É importante, ainda, ressaltarmos que a prática é aqui entendida como ação

intencional, ou seja, é a ação pretendida institucionalmente com o processo educativo. A

cientificidade ilumina o trabalho docente e oferece, portanto, “instrumentos e esquemas

para análise e investigação, que permitem investigar as práticas e ao mesmo tempo pôr

as teorias em questionamento, uma vez que são explicações sempre provisórias da

realidade” (PIMENTA; ANASTASIOU, 2002, p. 179).

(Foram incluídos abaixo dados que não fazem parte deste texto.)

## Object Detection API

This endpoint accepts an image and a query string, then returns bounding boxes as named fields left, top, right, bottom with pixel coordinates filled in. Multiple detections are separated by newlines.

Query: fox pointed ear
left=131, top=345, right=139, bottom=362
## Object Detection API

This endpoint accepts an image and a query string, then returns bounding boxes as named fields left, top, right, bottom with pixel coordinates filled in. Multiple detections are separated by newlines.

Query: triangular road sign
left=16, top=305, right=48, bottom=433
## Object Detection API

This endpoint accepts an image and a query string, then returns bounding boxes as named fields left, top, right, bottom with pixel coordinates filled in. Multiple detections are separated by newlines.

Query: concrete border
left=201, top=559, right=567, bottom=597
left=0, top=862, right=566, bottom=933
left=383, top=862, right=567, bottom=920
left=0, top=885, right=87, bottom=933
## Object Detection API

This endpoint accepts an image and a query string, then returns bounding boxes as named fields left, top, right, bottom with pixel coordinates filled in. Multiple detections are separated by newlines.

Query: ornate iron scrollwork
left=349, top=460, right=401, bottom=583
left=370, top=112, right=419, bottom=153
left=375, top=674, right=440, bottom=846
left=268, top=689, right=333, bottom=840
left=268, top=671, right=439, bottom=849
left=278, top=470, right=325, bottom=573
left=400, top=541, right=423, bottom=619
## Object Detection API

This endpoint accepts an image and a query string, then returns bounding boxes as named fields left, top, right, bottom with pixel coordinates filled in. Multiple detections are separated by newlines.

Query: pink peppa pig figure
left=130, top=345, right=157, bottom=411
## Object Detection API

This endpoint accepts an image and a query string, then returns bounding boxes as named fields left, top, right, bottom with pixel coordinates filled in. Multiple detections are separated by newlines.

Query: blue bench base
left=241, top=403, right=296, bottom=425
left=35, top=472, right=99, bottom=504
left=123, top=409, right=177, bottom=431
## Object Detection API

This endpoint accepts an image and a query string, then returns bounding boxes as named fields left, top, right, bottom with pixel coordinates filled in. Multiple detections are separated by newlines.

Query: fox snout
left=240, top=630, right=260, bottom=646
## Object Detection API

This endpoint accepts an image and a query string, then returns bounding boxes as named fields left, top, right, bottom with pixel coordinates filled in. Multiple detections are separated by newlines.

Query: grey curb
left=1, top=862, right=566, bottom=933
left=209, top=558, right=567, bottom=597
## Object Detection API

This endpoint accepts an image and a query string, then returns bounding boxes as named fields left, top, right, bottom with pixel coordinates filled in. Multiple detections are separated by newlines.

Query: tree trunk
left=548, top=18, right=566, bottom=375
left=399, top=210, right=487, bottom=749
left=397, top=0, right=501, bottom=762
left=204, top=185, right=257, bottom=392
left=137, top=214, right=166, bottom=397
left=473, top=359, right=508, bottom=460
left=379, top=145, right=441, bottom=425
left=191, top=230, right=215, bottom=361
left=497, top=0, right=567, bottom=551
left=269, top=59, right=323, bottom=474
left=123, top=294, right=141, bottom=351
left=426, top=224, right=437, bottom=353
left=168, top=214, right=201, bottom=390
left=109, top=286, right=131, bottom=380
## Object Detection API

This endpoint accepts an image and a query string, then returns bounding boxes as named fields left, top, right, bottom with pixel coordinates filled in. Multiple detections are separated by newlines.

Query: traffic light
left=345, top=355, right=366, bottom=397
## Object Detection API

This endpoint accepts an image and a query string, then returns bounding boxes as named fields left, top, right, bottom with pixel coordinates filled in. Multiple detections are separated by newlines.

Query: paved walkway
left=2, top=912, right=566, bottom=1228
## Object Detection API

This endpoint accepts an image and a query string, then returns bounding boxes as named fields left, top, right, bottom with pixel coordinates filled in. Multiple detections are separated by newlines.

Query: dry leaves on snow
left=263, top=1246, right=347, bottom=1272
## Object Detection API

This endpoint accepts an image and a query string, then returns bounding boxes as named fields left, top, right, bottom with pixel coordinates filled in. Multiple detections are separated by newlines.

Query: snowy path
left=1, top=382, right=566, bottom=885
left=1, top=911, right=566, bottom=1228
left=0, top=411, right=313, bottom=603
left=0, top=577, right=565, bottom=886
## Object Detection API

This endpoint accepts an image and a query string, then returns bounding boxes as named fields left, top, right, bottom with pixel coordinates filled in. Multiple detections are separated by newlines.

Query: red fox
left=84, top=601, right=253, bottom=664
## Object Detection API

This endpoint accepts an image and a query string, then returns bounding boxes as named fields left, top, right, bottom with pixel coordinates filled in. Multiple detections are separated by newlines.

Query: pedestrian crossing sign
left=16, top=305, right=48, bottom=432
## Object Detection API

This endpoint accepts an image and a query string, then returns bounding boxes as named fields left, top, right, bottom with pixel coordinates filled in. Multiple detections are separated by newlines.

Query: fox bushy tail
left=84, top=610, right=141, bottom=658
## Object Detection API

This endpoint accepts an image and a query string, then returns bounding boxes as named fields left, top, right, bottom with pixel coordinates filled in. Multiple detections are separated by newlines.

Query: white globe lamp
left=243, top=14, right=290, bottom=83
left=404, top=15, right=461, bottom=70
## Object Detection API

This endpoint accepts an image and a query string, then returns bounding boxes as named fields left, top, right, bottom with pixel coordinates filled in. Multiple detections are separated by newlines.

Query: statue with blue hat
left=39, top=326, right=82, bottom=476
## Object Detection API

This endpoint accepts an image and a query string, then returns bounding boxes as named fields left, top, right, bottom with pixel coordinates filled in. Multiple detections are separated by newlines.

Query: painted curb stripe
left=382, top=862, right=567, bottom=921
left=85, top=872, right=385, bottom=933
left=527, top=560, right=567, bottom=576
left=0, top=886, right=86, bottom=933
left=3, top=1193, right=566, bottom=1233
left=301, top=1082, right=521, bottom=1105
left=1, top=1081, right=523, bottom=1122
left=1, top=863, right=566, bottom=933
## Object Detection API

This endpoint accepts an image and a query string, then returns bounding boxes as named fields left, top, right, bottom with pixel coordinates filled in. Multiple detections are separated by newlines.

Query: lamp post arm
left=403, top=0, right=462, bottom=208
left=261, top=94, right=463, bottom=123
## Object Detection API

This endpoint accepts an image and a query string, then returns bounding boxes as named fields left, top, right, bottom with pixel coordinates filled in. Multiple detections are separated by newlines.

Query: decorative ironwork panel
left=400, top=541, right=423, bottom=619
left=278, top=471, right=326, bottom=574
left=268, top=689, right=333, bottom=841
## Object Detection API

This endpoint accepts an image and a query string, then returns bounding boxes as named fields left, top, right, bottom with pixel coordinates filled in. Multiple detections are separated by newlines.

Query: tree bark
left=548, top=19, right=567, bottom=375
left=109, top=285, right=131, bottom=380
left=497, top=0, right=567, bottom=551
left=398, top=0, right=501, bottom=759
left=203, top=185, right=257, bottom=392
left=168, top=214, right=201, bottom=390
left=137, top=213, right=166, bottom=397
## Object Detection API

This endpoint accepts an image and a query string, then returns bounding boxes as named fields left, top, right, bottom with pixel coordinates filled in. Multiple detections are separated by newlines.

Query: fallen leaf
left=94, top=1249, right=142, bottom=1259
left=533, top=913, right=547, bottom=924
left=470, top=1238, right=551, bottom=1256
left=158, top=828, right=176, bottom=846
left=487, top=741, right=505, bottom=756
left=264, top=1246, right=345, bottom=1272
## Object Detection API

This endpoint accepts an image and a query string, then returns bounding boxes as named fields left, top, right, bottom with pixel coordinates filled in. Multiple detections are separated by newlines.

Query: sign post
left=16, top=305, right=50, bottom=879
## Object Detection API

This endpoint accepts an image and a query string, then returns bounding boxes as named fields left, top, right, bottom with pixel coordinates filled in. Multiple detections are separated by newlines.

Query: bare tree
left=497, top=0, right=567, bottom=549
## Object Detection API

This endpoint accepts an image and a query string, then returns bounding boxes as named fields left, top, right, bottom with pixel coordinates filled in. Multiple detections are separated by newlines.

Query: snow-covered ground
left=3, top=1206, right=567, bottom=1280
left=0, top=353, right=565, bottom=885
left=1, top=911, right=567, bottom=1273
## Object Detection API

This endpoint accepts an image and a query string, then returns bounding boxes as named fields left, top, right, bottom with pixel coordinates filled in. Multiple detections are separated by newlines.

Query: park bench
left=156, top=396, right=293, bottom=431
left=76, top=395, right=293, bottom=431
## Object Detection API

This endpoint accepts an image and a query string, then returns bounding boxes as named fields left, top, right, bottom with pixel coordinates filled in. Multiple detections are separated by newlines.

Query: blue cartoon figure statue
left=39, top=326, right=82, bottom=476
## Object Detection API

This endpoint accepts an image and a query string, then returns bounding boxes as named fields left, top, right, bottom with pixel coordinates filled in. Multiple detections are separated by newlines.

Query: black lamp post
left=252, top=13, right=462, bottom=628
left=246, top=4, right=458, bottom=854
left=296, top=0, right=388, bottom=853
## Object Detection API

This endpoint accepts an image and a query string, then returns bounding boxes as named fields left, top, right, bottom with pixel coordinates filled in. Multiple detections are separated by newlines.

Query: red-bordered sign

Diante disso, voltamos à discussão sobre a importância da pesquisa no ensino e

da aprendizagem com pesquisa. A formação docente nestes termos, e diante da

legislação vigente e das mudanças sociais, econômicas e culturais, provocadas pelo

desenvolvimento da ciência e da tecnologia, tem provocado docentes e acadêmicos a

investirem cada vez mais no conhecimento científico da sua área e a investigarem suas

próprias práticas a luz das teorias educacionais, especialmente da Didática. Autores

como Schön (1992), Sacristán (1992), Contreras (1997), Pimenta (2001), Freire (2011),

entre outros tem denominado essa tendência investigativa “epistemologia da prática” ou

“epistemologia da práxis”. Retomaremos essa questão no terceiro tópico.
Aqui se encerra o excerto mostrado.